45 is the char value of the char '-'. We can now use the `optional`

combinator to allow a minus to be matched, or not:

```
minus = optional(char(?-))
Ergo.parse(minus, "-42")
%Context{status: :ok, ast: 45}
Ergo.parse(minus, "42")
%Context{status: :ok, ast: nil}
```

In the second case the status is `:ok`

meaning the optional parser succeeded, however the ast is `nil`

meaning nothing was matched. Let's make this a bit more useful:

```
minus = optional(char(?-)) |> transform(fn ast ->
case ast do
nil -> 1
45 -> -1
end
end)
Ergo.parse(minus, "-42")
%Context{status: :ok, ast: -1}
Ergo.parse(minus, "42")
%Context{status: :ok, ast: 1}
```

Now when `minus`

matches a '-' it will transform it to the value -1. When it doesn't match anything it will transform it to the value 1. Now let's combine it with the other parser.

```
integer = sequence([
minus,
digits
])
```

The `sequence`

parser tries to match a list of parser in turn and, if they all match, generates an AST composed of a list of each of their results. Let's see how it works:

```
Ergo.parse(integer, "1234")
%Context{status: :ok, ast: [1, 1234]}
Ergo.parse(integer, "-5678")
%Context{status: :ok, ast: [-1, 5678]}
```

So we can see that it's easy to get the right result by simply taking the product of the two values in the AST:

```
integer = sequence([
minus,
digits,
],
map: &Enum.product/1
)
Ergo.parse(integer, "1234")
%Context{status: :ok, ast: 1234}
Ergo.parse(integer, "-5678")
%Context{status: :ok, ast: -5678}
```

So far so good. We can now parse positive and negative integers.

## Parsing decimals

If we want to parse decimal numbers as well we need to handle the (optional) mantissa, the digits to the right of the decimal point.

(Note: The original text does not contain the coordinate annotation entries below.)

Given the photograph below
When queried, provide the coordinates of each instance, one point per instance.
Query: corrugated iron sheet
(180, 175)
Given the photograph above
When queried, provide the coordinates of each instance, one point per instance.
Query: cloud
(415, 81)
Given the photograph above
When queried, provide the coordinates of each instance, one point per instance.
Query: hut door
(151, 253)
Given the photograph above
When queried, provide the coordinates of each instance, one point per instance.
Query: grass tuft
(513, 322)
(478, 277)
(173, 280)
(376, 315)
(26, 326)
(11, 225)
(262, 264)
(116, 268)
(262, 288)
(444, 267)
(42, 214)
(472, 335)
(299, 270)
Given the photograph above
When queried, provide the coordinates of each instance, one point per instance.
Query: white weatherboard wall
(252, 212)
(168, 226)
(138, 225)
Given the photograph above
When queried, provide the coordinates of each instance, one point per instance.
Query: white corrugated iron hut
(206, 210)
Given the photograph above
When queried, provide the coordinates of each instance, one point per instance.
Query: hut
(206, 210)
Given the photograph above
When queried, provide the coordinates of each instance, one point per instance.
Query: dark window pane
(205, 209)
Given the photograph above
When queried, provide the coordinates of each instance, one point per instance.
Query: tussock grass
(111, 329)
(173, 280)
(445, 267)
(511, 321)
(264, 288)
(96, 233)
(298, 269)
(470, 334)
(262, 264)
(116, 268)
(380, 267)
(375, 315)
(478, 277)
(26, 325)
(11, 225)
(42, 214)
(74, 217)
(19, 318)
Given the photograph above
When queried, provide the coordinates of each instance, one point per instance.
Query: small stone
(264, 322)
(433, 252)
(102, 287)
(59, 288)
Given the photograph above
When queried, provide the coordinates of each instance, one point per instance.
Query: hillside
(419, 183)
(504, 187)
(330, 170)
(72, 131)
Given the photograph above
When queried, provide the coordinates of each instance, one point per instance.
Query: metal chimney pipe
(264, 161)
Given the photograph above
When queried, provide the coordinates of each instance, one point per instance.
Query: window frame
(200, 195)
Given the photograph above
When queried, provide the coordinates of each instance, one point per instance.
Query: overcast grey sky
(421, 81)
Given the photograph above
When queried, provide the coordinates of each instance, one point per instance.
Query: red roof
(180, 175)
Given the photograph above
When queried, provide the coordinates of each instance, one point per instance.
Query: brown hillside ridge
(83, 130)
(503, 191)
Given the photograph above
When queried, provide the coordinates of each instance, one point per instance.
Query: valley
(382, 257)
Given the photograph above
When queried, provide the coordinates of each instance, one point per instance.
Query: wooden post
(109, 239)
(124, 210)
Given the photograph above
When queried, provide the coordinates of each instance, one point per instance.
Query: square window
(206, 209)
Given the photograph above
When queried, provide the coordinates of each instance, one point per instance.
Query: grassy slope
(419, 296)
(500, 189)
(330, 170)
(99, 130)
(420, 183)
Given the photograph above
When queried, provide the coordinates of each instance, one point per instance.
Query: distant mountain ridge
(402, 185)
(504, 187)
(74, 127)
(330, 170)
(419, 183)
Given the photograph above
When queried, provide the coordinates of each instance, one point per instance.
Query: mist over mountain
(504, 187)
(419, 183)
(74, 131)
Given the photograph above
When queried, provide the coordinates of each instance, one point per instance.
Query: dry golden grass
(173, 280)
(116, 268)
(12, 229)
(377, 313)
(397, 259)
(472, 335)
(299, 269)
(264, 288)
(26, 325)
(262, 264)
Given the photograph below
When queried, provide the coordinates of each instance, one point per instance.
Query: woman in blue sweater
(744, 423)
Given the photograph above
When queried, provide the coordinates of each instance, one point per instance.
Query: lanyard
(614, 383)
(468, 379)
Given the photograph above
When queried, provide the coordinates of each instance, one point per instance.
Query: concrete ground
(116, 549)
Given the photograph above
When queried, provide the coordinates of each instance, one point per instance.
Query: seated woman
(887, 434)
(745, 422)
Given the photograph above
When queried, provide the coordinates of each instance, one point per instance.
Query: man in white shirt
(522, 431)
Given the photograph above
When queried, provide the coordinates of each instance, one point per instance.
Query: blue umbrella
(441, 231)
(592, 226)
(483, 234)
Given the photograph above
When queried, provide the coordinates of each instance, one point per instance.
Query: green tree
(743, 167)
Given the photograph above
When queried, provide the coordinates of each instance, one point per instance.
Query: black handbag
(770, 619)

We can see that the mantissa is structurally the same as the integer part, a set of digits, but will need to be processed a little differently.

The `m_transform`

function below should look familiar. It works the same way as the `c_transform`

only instead of multiplying by increasing powers of 10, we're dividing by increasing powers of 10.

```
m_transform = fn ast ->
ast
|> Enum.map(fn digit -> digit - 48 end)
|> Enum.zip(Stream.unfold(0.1, fn n -> {n, n / 10} end))
|> Enum.map(&Tuple.product/1)
|> Enum.sum
end
mantissa = many(digit, map: m_transform)
Ergo.parse(mantissa, "5")
%Context{status: :ok, ast: 0.5}
Ergo.parse(mantissa, "42")
%Context{status: :ok, ast: 0.42000000000000004}
```

There may be a precision issue with this code but you can see the principle it is operating by.

Now to join the two components together, assuming there is a decimal point (suggesting we'll need `optional`

again). Also we'll again make use of the `map:`

feature of the `sequence`

combinator to process AST's to give us the right value.

```
number = sequence([
integer,
optional(
sequence([
ignore(char(?.)),
mantissa
], map: &List.first/1)
)
], map: &Enum.sum/1)
Ergo.parse(number, "42")
%Context{status: :ok, ast: 42}
Ergo.parse(number, "0.45")
%Context{status: :ok, ast: 0.45}
Ergo.parse(number, "-42")
%Context{status: :ok, ast: -42}
```

All looking good, just one more example:

```
Ergo.parse(number, "-4.2")
%Context{status: :ok, ast: -3.8}
```

Oops! There is a problem with our implementation in that we add together the integer and decimal parts. This works for positive numbers but in the latter case -4 + 0.2 = -3.8 not -4.2. When the integer part is negative we need to subtract the decimal part. We can no longer just use `Enum.sum`

to process the result of the top-level sequence. Instead:

```
combine = fn
[integer, decimal | []] ->
if integer >= 0 do
integer + decimal
else
integer - decimal
end
ast ->
Enum.sum(ast)
end
number = sequence([
integer,
optional(
sequence([
ignore(char(?.)),
mantissa
], map: &List.first/1)
)
], map: combine)
Ergo.parse(number, "-4.2")
%Context{status: :ok, ast: -4.2}
```

## Conclusion

Through a series of steps we have built a parser that can handle any kind of integer or decimal number we throw at it. We've seen the using of terminal parsers like `char`

as well as combinator parsers like `optional`

, `ignore`

, `many`

, and `sequence`

and meta parsers like `transform`

(and that often transform can be specified as a `map:`

argument to a combinator parser).

Hopefully this guide will be helpful in thinking about how to build your own parsers.